On peut ajouter à cet inconvénient celui de ne pouvoir bien faire
manoeuvrer des escadrons lorsque les fronts en sont masqués par
cinq ou six personnes" (4).
Les raisons de cette critique étaient bien sûr
liées au fait que de nombreux officiers étaient morts à cause de
cette manière de se battre. Par exemple dans la brigade de Penthièvre
des six commandants d'escadrons, un seul est revenu. La légende
a attaché à cette bataille des souvenirs peu flatteurs, bien que
la cavalerie s'y soit battue vigoureusement. Mais la bataille de
Rossbach illustre pour tout le monde, le fait d'arme qui exposait
au grand jour l'inadaptation de l'arme à sa tâche. Tout le monde,
et particulièrement les vaincus, reconnurent la supériorité prussienne
pour l'ordre et la façon de manoeuvrer.
La bataille de Minden, le ler août 1759, permet
à nouveau de juger la tactique de la cavalerie française. Elle y
fut lourde et montra encore son incapacité manoeuvrière. Une des
raisons de cette incapacité était l'organisation défectueuse du
commandement. La division en lignes et ailes était impropre à toute
manoeuvre. Le défaut était aggravé par des généraux qui prenaient
leur commandement temporairement au hasard des tours de service
sans bien être fixés à une troupe particulière.
"Aujourd'hui, aucun n'a de
division fixe à laquelle il veille ni s'intéresse, le moindre petit
changement le faisant passer à tout moment d'un bout de la ligne
à l'autre et même de la cavalerie à l'infanterie. Les troupes sont
sans chef principal et ne rendent compte à personne, enfin il est
ab-surde de voir souvent deux maréchaux de camps attachés à une
brigade dont un brigadier doit être le commandant né" (5).
Le maréchal de Broglie avait pourtant quelque temps
auparavant (avril 1759), émis un ordre général pour que chaque division
soit composée définitivement à l'entrée de campagne pour toute sa
durée. Un lieutenant général devait commander chaque division.
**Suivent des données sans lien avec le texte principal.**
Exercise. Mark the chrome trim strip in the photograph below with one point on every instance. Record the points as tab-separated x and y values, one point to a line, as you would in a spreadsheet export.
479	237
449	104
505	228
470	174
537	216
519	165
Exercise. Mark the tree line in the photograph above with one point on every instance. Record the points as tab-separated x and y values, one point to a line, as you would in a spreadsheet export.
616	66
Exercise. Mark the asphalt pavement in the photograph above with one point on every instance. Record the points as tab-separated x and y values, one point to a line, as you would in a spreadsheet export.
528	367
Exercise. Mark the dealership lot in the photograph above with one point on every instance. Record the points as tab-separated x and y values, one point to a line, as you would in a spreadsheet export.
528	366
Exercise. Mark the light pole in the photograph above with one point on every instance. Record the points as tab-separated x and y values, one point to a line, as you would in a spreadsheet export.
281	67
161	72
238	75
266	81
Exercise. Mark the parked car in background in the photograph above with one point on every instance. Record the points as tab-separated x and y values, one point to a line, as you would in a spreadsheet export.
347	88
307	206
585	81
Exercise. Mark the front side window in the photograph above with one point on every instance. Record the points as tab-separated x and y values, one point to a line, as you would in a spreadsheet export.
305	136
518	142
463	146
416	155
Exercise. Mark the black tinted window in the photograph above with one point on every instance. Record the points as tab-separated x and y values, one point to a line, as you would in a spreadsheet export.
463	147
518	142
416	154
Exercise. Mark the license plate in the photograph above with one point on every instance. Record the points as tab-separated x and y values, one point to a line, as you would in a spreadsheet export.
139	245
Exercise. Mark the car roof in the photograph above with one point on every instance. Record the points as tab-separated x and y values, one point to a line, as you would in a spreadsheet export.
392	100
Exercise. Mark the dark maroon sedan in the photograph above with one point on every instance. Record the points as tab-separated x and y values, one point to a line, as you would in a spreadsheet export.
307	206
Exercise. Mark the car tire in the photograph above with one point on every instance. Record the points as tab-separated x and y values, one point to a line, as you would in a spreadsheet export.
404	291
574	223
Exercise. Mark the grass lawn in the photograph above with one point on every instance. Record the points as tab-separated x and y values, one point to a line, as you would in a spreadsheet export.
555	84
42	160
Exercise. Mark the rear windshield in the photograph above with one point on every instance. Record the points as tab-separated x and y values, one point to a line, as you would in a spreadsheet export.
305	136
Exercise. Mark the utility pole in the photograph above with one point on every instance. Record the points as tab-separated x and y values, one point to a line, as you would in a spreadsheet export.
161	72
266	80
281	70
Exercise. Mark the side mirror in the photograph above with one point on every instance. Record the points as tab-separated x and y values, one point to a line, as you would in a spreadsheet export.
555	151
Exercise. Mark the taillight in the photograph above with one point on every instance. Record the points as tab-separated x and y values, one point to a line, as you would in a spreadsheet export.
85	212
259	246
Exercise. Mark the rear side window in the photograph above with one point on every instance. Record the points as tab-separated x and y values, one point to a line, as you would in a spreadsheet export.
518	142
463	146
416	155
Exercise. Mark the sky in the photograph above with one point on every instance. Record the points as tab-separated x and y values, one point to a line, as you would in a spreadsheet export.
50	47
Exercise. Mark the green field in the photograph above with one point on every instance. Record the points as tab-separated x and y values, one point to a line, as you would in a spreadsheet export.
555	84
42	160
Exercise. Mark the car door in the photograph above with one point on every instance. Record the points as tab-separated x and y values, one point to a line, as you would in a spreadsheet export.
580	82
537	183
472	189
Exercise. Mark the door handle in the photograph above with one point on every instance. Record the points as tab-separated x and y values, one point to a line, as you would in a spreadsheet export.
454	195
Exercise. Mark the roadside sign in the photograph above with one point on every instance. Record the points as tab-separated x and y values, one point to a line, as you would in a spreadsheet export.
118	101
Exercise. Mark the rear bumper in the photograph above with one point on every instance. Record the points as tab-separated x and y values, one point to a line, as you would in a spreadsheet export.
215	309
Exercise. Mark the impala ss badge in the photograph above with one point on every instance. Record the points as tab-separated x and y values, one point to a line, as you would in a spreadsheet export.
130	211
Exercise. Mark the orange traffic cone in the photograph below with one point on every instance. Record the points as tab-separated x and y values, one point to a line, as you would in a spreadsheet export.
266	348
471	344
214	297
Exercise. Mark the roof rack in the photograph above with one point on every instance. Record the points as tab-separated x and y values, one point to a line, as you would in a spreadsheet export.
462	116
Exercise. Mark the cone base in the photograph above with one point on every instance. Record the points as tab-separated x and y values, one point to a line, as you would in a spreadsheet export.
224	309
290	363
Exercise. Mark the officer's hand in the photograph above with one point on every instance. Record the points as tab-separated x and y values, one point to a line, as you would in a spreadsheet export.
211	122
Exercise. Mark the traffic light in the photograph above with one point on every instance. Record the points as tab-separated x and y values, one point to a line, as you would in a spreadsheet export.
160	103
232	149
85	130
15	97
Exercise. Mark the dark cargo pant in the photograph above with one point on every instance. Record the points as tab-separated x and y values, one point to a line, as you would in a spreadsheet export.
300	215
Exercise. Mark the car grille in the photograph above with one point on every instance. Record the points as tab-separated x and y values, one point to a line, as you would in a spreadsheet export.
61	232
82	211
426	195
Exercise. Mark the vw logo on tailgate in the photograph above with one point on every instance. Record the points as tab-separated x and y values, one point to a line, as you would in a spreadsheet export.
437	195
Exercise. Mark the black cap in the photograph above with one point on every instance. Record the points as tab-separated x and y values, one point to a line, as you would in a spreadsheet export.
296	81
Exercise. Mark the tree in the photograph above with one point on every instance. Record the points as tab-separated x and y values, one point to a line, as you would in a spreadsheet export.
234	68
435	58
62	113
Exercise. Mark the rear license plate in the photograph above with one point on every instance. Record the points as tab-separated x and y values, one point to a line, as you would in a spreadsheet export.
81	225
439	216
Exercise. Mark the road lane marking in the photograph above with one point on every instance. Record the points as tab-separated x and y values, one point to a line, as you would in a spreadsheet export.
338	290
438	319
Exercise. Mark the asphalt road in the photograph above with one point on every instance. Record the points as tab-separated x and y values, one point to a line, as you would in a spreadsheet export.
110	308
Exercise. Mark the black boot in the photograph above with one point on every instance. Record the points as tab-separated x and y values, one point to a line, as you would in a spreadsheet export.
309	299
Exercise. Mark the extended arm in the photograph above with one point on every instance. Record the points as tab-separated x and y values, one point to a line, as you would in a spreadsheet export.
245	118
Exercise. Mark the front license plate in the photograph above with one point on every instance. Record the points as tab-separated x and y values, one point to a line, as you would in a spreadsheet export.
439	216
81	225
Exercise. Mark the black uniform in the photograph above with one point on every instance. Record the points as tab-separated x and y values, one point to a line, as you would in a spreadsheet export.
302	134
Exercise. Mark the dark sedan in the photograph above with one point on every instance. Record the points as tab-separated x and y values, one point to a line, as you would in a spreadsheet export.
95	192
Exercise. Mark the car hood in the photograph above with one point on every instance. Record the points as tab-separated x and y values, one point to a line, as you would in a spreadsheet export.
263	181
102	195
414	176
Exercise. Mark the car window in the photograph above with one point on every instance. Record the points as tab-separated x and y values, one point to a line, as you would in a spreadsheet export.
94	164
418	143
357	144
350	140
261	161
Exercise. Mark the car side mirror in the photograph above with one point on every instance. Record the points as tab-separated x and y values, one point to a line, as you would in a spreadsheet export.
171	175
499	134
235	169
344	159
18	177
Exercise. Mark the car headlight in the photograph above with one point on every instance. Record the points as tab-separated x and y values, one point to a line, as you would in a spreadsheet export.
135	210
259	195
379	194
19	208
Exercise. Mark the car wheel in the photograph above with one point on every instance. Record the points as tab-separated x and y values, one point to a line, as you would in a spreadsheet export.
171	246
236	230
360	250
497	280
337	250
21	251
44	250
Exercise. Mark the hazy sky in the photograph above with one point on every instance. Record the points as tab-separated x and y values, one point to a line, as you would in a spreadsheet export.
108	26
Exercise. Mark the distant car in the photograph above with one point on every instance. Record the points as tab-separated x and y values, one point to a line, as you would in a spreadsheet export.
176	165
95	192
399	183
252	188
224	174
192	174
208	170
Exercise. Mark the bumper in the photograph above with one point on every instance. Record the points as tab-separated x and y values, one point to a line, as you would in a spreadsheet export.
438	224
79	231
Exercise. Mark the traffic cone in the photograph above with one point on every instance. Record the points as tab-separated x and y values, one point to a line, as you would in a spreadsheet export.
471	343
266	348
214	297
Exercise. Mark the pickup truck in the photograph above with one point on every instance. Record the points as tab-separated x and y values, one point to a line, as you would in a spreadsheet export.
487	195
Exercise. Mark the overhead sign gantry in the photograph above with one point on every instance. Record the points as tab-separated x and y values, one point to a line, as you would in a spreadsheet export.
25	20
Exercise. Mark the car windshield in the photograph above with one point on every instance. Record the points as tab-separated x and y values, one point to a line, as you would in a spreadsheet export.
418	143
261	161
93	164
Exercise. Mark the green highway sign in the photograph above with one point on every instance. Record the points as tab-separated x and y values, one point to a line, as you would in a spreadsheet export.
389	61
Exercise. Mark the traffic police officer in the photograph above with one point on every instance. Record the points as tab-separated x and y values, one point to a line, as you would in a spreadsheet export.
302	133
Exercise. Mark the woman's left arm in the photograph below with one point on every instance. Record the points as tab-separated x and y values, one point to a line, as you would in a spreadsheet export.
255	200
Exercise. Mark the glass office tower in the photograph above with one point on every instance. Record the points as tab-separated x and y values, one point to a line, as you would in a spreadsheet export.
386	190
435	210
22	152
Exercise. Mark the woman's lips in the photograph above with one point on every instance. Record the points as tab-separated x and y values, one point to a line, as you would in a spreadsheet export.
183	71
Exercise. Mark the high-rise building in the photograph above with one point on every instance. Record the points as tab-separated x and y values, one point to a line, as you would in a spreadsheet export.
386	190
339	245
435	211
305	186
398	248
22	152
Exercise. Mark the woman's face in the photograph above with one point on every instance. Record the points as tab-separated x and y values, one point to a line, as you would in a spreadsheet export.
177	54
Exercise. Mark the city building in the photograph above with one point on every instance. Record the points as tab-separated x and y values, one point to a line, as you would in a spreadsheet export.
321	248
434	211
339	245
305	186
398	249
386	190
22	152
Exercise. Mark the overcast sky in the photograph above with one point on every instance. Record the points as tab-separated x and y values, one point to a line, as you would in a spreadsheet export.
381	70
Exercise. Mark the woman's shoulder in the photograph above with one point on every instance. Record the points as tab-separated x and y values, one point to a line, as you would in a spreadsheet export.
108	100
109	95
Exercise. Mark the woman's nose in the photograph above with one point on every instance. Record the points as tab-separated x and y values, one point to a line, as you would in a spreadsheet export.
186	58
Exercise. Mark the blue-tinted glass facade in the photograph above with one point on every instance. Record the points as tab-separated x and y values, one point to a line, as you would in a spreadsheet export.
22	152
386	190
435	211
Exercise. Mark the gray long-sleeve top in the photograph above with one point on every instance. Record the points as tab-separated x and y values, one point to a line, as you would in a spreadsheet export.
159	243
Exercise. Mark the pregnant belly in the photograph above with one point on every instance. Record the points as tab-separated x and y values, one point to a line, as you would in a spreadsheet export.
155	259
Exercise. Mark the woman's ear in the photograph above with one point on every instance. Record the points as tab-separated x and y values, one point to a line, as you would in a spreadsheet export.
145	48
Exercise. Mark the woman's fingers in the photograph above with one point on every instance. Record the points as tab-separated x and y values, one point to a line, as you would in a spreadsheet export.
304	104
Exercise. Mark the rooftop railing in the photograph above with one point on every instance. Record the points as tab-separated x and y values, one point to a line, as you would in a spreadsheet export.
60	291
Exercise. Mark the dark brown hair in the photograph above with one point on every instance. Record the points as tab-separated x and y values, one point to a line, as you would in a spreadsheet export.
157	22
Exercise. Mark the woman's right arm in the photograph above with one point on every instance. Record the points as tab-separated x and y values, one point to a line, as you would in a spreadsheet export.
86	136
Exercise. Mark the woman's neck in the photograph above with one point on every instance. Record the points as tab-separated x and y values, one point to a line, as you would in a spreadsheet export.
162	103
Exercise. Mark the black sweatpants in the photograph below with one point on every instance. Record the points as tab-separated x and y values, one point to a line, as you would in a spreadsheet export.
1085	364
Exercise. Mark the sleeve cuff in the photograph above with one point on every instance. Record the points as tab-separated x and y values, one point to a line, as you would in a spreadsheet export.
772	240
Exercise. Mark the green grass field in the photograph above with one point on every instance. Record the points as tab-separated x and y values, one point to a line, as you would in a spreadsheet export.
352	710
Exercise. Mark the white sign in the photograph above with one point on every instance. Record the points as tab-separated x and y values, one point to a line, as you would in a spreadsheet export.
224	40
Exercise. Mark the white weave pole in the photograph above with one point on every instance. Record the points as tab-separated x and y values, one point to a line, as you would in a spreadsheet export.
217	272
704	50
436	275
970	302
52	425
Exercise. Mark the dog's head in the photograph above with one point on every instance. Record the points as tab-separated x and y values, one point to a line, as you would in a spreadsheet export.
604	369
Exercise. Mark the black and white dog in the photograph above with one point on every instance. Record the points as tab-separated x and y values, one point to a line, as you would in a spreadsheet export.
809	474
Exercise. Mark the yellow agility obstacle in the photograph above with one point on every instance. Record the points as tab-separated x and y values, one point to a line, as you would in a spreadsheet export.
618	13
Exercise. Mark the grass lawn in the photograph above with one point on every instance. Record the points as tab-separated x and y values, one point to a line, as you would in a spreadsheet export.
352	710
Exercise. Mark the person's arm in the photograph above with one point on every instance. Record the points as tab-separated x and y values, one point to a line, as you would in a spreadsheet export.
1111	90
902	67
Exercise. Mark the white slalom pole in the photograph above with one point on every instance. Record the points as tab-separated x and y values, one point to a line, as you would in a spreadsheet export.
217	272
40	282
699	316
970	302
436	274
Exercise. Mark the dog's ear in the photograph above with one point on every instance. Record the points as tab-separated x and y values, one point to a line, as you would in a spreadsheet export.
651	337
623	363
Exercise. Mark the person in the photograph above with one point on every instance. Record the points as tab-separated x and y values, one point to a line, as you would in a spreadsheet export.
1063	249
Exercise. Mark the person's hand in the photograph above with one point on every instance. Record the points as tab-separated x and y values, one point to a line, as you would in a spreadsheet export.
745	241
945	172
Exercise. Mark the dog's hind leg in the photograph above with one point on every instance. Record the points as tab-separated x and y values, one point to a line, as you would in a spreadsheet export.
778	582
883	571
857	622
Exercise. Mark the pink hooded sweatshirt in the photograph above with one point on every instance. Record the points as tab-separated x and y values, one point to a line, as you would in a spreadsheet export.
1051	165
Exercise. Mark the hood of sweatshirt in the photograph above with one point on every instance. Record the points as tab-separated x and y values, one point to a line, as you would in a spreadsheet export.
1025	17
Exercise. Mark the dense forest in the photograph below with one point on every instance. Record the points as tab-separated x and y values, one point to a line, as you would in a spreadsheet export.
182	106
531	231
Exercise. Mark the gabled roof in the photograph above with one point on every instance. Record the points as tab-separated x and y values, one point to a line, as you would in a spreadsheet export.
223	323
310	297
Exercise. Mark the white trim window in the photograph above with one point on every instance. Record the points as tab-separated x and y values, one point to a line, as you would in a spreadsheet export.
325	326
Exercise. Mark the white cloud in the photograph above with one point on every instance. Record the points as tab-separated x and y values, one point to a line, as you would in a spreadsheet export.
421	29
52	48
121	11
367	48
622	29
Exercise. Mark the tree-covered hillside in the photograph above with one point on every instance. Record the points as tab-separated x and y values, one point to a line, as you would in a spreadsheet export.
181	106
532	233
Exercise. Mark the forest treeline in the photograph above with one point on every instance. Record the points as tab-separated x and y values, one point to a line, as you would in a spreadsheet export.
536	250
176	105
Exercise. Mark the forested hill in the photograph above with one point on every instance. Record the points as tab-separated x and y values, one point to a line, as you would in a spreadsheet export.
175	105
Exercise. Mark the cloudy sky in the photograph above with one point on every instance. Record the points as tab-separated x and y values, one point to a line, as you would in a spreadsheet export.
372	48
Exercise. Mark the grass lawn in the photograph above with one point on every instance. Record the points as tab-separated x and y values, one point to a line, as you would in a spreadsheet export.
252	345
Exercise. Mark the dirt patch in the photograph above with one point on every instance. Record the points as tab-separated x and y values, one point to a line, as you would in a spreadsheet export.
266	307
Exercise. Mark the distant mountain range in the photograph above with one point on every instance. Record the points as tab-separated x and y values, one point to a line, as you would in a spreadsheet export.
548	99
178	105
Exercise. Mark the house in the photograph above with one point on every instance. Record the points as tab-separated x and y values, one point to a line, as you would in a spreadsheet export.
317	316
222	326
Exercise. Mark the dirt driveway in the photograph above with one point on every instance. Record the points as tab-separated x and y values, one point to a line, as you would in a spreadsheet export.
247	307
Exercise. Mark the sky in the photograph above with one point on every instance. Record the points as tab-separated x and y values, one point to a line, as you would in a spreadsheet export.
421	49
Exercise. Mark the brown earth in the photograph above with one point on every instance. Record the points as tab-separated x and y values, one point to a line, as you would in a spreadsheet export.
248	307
Une anecdote montre combien il était devenu évident
pour les stratèges que la plus importante amélioration devait se
faire dans la cavalerie elle-même: on raconte que le comte de St
Germain étant à quelque distance de l'armée reçut la visite de l'aide
de camp d'un jeune prince, fort appliqué, employé dans la même armée
et cherchant à connaitre exactement la position de l'ennemi. "Je
vais vous la faire voir", répondit le comte qui le conduisit sur
une hauteur et braqua une lorgnette sur le quartier général. "Que
voyez-vous ?", "Notre quartier général !" -"Eh bien, c'est là qu'est
l'ennemi !"
M. le comte de Broglie avançait
cette idée nouvelle qui fut timidement reprise à la fin de l'ancien
régime. "Profitons de la paix, tâchons d'élever à la gloire de notre
maître un monument durable, utile à sa prospérité, au bien de l'Etat,
à l'honneur de la Nation et cessons de replâtrer les ruines sous
lesquelles nous serions quelque jour écrasés. Ayons le courage d'abandonner
nos vieilles erreurs, d'en raser jusqu'aux fondements. Elevons nos
idées, que l'immensité du travail ne nous effraie pas, formons un
plan général, le plus beau qu'ils se pourra, que nos plus habiles
maîtres le fassent ; exécutons le peu à peu en travaillant beaucoup
chaque jour, et nos généraux oseront remettre le sort des batailles
entre les mains de la cavalerie qui seule doit les décider, surtout
les rendre fructueuses" (6).
3. Les efforts
de Choiseul
Les succès soutenus de la cavalerie prussienne,
durant la guerre de sept ans, avaient rendu plus évident encore
le manque d'instruction de la cavalerie française.
C'était un édifice entier
à construire et à prendre à la base; aussi fallait-il un homme non
moins habile que courageux, pour oser combattre avec succès les
amours propres et les intérêts de cour froissés par la réforme;
cet homme fut le duc de Choiseul. Ce ministre remarquable ne tarda
pas à se convaincre que c'était la constitution de l'armée qu'il
fallait refondre (7).
Choiseul (1719-1785) suit une brillante carrière
d'officier: il fut lieutenant général en 1759, après avoir été ambassadeur
à Vienne en 1756. C'est après l'affaire de Damiens que d'Argenson
est disgracié et que Choiseul, devenu duc, est nommé secrètaire
d'Etat des affaires étrangères en octobre 1758, puis secrètaire
d'Etat à la Marine et à la Guerre de 1761 à 1766.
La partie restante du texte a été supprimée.